Un gusto che per vie traverse sopravvive ancora, in performance come quelle di Franzoli Electronics effettuate mediante il sistema della Bobina Musicale o come viene chiamata in alternativa, zeusafono o thoramin dai due rispettivi Dei del fulmine, greco e norreno. Il cui funzionamento, a conti fatti, non è arduo da desumere: ogni oscillazione dopo tutto produce un suono, e per variare la frequenza di questa tipologia di trasformatore ad aria tutto ciò che occorre, per l’appunto, è variare la distanza del “ponte d’aria” (lo spinterometro) che il ponte elettrico dovrà varcare per riuscire a chiudere il circuito, cambiando conseguentemente l’intonazione. Niente che un attuatore computerizzato frutto del solito sistema Arduino (o equivalente) abbia difficoltà a realizzare, ponendo simili progetti pienamente nella giurisdizione degli hobbisti appassionati del variopinto mondo contemporaneo…

Il gruppo multiculturale statunitense degli Sky Fire Arts mette in scena da parecchi anni fantastiche danze marziali usando il principio sfolgorante del Tesla Coil. Notate, a tal proposito, la natura coprente e protettiva dei loro costumi, probabilmente anche dotati, nella maschera, di un vero e proprio respiratore.
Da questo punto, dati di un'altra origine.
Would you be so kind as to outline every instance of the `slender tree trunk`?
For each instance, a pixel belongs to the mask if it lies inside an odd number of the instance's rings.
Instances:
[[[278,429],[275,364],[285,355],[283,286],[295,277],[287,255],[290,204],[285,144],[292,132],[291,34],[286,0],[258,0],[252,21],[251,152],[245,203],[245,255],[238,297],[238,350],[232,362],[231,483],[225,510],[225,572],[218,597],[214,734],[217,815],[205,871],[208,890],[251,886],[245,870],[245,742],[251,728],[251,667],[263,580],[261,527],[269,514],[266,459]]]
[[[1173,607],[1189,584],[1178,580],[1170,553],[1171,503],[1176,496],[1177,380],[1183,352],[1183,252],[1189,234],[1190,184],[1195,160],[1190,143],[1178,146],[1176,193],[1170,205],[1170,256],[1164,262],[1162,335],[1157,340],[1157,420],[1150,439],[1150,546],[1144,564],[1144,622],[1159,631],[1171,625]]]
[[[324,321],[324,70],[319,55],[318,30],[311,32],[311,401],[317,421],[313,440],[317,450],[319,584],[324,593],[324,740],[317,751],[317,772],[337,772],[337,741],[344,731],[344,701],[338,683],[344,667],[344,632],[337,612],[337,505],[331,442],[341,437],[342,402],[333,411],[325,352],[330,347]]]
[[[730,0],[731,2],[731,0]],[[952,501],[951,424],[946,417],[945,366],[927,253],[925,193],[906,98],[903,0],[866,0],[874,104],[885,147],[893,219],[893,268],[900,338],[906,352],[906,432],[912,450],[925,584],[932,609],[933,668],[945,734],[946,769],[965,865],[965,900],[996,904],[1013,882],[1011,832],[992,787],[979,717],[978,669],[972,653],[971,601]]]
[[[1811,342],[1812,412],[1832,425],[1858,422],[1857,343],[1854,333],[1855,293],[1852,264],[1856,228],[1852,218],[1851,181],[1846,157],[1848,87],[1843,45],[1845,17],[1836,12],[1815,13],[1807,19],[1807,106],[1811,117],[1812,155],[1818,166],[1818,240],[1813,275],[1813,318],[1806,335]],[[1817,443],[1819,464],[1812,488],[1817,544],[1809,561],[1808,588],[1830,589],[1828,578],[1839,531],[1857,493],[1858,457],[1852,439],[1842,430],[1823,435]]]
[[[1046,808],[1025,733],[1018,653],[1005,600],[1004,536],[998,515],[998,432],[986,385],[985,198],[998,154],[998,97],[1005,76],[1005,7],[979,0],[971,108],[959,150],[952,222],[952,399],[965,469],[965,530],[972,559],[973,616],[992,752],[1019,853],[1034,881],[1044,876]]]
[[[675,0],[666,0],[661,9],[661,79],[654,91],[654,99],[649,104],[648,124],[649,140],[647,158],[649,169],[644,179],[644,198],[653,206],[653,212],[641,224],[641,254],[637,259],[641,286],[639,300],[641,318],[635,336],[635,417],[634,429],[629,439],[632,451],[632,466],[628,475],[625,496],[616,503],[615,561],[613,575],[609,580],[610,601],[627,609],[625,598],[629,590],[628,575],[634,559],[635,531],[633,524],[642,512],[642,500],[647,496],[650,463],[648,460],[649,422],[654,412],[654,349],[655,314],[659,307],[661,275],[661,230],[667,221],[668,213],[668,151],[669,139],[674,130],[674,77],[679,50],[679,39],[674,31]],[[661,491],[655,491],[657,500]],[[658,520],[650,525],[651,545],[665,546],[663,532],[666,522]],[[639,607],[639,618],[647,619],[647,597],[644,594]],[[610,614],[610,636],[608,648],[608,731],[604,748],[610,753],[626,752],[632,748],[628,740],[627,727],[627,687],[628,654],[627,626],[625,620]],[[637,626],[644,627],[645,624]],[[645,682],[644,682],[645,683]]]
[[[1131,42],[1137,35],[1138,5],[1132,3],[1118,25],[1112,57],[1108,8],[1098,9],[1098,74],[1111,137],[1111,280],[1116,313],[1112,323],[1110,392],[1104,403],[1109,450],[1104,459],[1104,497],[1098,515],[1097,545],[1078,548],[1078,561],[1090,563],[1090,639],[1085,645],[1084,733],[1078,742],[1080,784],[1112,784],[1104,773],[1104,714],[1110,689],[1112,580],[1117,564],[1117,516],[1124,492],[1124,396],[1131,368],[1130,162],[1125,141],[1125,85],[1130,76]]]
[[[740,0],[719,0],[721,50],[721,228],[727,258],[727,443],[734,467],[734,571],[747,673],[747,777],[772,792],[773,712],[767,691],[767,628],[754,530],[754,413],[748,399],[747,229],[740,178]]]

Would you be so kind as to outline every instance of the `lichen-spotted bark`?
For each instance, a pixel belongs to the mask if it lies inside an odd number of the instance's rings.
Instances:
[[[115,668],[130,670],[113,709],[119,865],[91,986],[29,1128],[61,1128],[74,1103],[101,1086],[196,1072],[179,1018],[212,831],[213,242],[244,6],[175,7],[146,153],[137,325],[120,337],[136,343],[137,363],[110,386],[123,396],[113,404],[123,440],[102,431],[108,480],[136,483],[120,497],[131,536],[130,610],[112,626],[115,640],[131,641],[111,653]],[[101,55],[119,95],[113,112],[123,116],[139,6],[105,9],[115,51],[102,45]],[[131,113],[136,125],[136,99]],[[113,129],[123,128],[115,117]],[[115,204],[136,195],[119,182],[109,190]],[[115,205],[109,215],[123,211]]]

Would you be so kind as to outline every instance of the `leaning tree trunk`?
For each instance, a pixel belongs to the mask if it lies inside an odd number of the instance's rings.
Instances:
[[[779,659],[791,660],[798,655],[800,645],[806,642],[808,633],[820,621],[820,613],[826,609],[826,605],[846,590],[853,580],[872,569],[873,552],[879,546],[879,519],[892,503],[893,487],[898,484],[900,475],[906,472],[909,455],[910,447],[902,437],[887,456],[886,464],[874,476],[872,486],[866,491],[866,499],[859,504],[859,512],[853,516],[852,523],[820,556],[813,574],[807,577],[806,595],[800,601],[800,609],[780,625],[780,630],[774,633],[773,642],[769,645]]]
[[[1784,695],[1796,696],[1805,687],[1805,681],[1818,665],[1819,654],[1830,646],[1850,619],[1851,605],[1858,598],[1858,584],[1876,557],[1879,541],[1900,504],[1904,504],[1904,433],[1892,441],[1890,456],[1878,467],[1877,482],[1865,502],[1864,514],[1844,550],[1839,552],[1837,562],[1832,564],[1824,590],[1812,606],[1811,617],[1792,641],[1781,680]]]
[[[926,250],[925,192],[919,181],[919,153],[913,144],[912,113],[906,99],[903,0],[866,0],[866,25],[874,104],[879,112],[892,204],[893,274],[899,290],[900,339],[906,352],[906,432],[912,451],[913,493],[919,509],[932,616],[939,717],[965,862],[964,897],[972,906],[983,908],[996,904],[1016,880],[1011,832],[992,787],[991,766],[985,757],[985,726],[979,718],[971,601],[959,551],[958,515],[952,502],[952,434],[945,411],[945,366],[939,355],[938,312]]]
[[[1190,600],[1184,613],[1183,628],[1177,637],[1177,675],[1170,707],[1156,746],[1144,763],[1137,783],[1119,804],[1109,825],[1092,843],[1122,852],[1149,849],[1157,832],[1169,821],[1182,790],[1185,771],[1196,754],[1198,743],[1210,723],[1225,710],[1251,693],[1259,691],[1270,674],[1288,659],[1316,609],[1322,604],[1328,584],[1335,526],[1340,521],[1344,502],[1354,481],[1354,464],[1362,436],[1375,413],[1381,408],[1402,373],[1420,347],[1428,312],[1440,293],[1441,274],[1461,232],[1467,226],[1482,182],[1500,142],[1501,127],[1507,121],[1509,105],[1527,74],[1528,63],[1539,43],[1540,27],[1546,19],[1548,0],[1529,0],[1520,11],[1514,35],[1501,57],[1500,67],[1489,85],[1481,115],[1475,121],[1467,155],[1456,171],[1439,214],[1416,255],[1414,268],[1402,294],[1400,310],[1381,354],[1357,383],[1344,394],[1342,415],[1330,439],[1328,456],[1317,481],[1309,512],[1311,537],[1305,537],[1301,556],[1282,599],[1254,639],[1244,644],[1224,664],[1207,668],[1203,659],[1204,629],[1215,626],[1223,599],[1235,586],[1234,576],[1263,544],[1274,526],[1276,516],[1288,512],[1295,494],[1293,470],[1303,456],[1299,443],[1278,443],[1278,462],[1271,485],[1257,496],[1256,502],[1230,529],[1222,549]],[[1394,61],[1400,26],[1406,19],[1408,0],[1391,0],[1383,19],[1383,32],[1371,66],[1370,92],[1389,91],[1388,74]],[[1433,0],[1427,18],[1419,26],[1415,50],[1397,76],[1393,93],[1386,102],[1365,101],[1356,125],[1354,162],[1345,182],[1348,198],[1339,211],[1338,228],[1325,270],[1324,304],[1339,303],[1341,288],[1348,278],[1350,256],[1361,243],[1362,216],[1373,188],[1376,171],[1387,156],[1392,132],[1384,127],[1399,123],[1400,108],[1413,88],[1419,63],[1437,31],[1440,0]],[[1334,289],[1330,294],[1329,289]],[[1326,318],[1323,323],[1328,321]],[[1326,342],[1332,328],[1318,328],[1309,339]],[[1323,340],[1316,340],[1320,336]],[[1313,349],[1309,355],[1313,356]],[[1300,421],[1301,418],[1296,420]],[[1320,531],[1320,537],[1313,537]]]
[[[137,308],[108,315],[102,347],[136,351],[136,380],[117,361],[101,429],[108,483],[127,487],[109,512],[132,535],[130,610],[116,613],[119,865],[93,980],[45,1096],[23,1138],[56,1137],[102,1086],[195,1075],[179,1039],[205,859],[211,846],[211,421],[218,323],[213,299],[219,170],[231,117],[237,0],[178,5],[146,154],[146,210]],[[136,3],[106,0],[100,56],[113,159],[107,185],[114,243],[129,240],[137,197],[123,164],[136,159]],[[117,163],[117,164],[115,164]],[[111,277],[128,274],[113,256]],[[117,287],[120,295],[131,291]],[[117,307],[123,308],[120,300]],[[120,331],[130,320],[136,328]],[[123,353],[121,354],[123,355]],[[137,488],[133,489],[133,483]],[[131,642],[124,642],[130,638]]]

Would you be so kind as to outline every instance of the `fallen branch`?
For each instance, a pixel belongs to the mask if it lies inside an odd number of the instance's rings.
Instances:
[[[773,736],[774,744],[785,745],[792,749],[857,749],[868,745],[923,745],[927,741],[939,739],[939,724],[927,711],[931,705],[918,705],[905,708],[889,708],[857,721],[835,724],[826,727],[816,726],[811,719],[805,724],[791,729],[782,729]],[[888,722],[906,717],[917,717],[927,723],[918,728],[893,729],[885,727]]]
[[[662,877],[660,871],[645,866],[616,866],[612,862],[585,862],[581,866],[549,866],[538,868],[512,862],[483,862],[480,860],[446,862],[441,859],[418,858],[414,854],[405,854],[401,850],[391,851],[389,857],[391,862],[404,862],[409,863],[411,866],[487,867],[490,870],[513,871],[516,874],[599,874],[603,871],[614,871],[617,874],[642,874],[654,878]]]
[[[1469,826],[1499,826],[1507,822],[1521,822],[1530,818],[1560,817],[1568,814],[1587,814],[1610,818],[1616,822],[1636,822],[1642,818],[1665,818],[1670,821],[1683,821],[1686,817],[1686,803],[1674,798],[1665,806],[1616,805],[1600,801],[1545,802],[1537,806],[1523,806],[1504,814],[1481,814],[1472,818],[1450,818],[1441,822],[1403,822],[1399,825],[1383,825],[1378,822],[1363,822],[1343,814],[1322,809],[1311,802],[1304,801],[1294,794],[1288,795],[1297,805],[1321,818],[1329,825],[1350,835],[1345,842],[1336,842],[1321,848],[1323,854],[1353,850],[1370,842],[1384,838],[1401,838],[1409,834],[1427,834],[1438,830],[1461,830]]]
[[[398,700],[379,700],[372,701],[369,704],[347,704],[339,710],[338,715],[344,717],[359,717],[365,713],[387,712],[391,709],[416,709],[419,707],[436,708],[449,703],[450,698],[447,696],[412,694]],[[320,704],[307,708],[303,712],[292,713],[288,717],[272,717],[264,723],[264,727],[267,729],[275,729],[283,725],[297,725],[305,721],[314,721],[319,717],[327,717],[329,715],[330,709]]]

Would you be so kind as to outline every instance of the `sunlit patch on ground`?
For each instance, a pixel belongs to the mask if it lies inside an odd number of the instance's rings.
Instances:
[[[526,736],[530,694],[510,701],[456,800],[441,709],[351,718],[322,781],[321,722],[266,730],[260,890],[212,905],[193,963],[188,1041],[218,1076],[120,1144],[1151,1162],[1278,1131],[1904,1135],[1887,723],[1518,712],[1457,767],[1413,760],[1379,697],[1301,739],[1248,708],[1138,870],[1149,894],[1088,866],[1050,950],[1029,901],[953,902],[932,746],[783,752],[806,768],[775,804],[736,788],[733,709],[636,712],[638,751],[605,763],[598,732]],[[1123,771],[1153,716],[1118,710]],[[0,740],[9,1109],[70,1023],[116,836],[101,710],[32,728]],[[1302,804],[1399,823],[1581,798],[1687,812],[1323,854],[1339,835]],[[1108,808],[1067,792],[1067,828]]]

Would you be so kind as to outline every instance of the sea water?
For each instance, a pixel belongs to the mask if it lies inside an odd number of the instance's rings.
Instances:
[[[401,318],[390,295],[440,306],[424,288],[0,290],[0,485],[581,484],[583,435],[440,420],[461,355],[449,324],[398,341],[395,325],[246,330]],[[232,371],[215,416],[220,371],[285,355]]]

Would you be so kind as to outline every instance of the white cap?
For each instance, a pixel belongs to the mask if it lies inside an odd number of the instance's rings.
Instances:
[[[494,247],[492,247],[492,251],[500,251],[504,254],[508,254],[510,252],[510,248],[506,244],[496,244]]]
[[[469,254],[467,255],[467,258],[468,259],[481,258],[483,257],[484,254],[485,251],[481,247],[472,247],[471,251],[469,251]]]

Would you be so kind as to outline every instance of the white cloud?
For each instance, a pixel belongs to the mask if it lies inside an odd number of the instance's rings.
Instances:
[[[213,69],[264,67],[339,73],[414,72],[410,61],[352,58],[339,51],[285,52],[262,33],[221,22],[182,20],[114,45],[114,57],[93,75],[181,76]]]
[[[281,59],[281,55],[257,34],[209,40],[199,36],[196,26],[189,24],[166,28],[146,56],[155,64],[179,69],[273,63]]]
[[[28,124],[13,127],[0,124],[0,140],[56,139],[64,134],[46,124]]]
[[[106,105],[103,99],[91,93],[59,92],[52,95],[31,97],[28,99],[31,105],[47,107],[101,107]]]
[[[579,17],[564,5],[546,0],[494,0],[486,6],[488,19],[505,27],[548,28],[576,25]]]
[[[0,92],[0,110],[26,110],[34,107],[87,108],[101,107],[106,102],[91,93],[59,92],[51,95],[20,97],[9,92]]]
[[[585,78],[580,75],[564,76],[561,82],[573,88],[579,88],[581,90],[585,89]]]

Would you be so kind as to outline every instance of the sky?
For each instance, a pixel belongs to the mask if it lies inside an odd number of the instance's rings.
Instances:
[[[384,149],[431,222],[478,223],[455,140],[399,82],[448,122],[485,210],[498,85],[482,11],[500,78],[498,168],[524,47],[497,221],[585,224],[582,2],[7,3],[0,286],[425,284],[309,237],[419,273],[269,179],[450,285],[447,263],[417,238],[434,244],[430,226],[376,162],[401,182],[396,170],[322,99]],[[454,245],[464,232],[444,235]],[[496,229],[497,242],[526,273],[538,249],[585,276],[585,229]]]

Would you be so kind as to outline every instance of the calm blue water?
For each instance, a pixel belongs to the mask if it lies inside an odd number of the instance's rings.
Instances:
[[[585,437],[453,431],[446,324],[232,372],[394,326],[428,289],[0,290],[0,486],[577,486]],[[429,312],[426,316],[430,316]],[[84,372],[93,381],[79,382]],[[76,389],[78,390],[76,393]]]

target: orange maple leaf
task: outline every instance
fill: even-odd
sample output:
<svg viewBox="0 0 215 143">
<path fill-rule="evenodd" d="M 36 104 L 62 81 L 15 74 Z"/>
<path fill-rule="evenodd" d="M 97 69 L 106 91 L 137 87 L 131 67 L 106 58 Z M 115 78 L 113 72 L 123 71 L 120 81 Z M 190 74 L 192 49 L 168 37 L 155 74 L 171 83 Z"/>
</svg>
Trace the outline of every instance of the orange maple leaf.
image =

Praticare l’arte della bobina non è d’altronde un passatempo sempre consigliabile ed adatto ad ogni occasione. Questo poiché il plasma liberato come emanazione dal toroide risulta chiaramente ed inerentemente carico di un potenziale sufficiente ad arrestare (o arrostire) il cuore umano, mentre come conseguenza del processo all’origine dei fulmini, viene liberato nell’atmosfera il gas diossido di azoto NO2, capace di trasformarsi in acido nitrico una volta inalato all’interno dei polmoni umani. Ma di questo, un vero appassionato come il nostro amico musicista appassionato dei Toto e innumerevoli altri artisti della musica contemporanea, non sembrerebbe aver alcuna intenzione di preoccuparsi.
Perché la passione, più di ogni altra cosa, è lo scudo di cui ha bisogno chi coltiva fino ai massimi livelli le più remote conseguenze delle sue idee. Ma persino quella, a volte, può rivelarsi deleteria. Nikola Tesla, esposto per anni ai vapori e scintille più terribili da questo lato del multiverso, morì all’età di 86 anni per trombosi coronarica, probabile complicazione dell’essere stato investito cinque anni prima da un taxi newyorchese. Evento a seguito del quale, come aveva sempre fatto nel corso della sua vita, si era sempre rifiutato categoricamente di vedere un dottore, rifugiandosi nella solitudine di una camera d’albergo, da cui dava da mangiare ai piccioni. A volte il fato ti colpisce da recessi trasversali e inaspettati. E tutto quello che puoi fare, a quel punto, è ascoltar la musica ed aprire la finestra. Facendo affidamento sull’arrivo di un’ultima rondine, o l’affetto impersonale dei tuoi amici alati, abitanti di un cielo ancor più elettrico di quanto mai, dal saldo suolo, avremmo potuto provare ad immaginare.